Table 1 provides the rankings of the 20 nano-journals most highly ranked in terms of their impact measured as I3 (column b). As expected, the relation with the IFs is virtually absent (r = 0.178; n.s.). Nano Letters ranks second on this list in terms of its IF, with Nature Nanotechnology in first place. But while Nano Letters ranks third from the top in terms of I3, Nature Nanotechnology in this case occupies only the 19th position.

Table 1 Rankings between 20 journals of “Nanoscience & nanotechnology” with highest values on I3 (expressed as percentages of the sum) compared with IFs, total citations, and % I3 (PR6)

Note that Nano Letters ranks only sixth in terms of the number of publications (column a), but third in terms of the impact I3 and PR6 (columns b and e, respectively). Its impact is thus (significantly!) above expectation. Mater Sci Eng A-Struct Mater,Footnote 7 in second position, is larger in terms of numbers of publications, but relatively low in terms of citations. Therefore, it scores significantly below the expected citation rates in columns (b) and (e). Analogously, the c/p ratio for Nature Nanotechnology (13,244/199 =) 66.45 corresponds to its high IF, but, as noted, this is entirely due to the low number in the denominator (N = 199). The I3 and PR6 values are determined by both productivity and citation rates. In this case, values for I3 and PR6 were virtually identical (r = 0.998; ρ = 0.966; p ≤ 0.01; N = 58).

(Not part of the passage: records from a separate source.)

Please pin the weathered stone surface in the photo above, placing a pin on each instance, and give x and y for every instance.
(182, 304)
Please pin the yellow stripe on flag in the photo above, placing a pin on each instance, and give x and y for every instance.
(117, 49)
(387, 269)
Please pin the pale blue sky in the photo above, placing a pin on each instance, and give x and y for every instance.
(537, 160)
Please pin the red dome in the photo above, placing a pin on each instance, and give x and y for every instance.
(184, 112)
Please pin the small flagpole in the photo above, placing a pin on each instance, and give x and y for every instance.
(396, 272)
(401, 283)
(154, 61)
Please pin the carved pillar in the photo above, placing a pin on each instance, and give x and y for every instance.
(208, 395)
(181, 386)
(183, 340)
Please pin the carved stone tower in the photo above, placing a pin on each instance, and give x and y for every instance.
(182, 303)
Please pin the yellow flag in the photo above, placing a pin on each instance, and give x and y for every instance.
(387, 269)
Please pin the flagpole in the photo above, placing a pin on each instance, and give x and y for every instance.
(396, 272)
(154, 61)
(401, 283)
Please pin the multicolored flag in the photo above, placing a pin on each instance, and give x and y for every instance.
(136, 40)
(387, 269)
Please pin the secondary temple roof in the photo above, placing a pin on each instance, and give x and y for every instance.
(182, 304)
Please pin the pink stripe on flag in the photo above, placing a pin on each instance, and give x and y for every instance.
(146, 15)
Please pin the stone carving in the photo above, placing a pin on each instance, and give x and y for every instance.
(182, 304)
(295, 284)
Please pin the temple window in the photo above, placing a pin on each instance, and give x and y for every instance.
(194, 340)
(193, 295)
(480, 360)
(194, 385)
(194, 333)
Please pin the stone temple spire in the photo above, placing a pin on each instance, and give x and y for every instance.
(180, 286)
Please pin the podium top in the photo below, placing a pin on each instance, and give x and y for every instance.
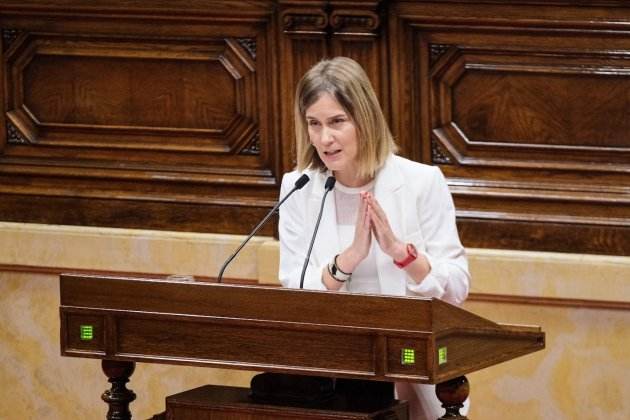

Figure 4 shows the relation between impact (I3) and size. Both Nano Letters and Nature Nanotechnology (indicated in red; grey in print) lie above the regression line, whereas the journal Mater Sci Eng A-Struct Mater does not. As shown in Table 1, these deviations from the respective expectations are highly significant (p < 0.01). The curve also explicates that Nano Letters is a large journal, whereas Nature Nanotechnology is not very different in size and impact from a large number of specialist journals that are much smaller.

Fig. 4
figure 4

Regression of impact (I3) against the number of citable publications in 2007 and 2008

Figure 5 provides the results of the other statistical test, namely Dunn’s test for multiple comparisons. As noted, this test is limited in SPSS to 50 cases. I used the 50 journals with the highest IFs. Thirty-two of these journals belong to a core group (k = 29). This means that their citation patterns are not statistically different from at least (k − 1 =) 28 other journals in this group. Seven more journals are statistically homogenous with at least 25 other journals. However, the citation pattern of Nature Nanotechnology is completely different from all other journals in the group, while Nature Letters shares its citation pattern only with Nano Today, the journal with the second largest IF (=13.237) within this set, but again with a much lower I3 (of 0.18 %).

Fig. 5
figure 5

Homogenous groups in terms of distribution of citation distributions among 50 journals in “Nanoscience & nanotechnology.” An edge indicates similarity in the distribution at the 5 % level (p < 0.05/1225; using Bonferroni correction as explained in footnote 6)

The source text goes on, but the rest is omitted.